Unfortunately, the sum of two days Weibull readings is in turn NOT distributed with the Weibull distribution, so what you suggest would not work exactly. It might work as an approximation. To test that, I suggest that you run a simulation experiment where you generate two days worth of data, sum them, and then try to model the sum as a weibull distribution.
For example, I generated 500 readings twice from a W(2,100) distribution, and summed them, and then fit them using Weibull++, and got a W(3.14, 200) back using RRX. This would give a reasonable approximation. Note that the scale parameters appeared to add, but that the shape parameter did not. Some experimentation might allow you to construct a reasonable rule of thumb for the shape parameter.
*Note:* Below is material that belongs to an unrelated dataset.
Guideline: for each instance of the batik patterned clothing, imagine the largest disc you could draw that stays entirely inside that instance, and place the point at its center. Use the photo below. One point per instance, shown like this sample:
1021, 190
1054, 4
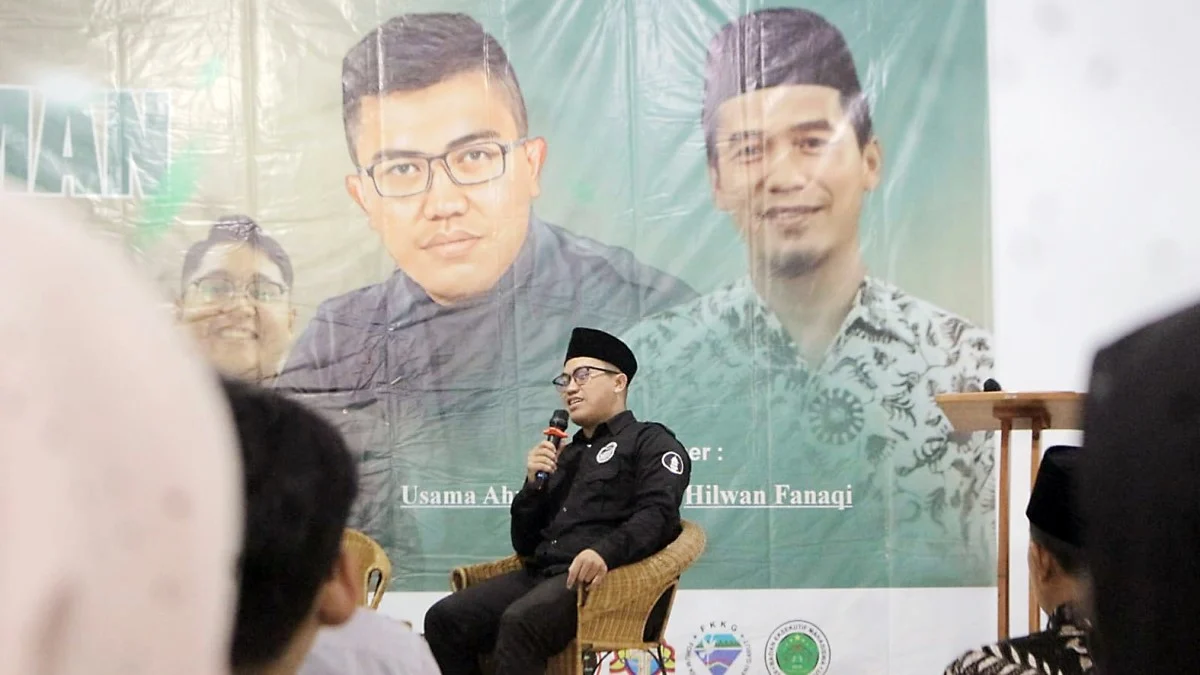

As an aside, the central limit theorem suggests that the sum of several W(beta,eta) would eventually follow the normal distribution, so we'd expect a Weibull with a shape parameter neer 3.5 to be a good fit for the sum, since is pretty closely matches the symmtery of a normal distribution. That is why, for example, the shape parameter doesn't remain as 2 in the example in the preceding paragraph.
This is no help, howeere, in figuring out how to reverse engineer the original data, since two draws from W(4,100) will also tend to have a shape parameter close to 3.5.
If you know apriori what the shapre parameter usaully is, then it might work as a hueristic to use that known value and just adjust the scale parameter.
Hope this helps! Yours was a great question.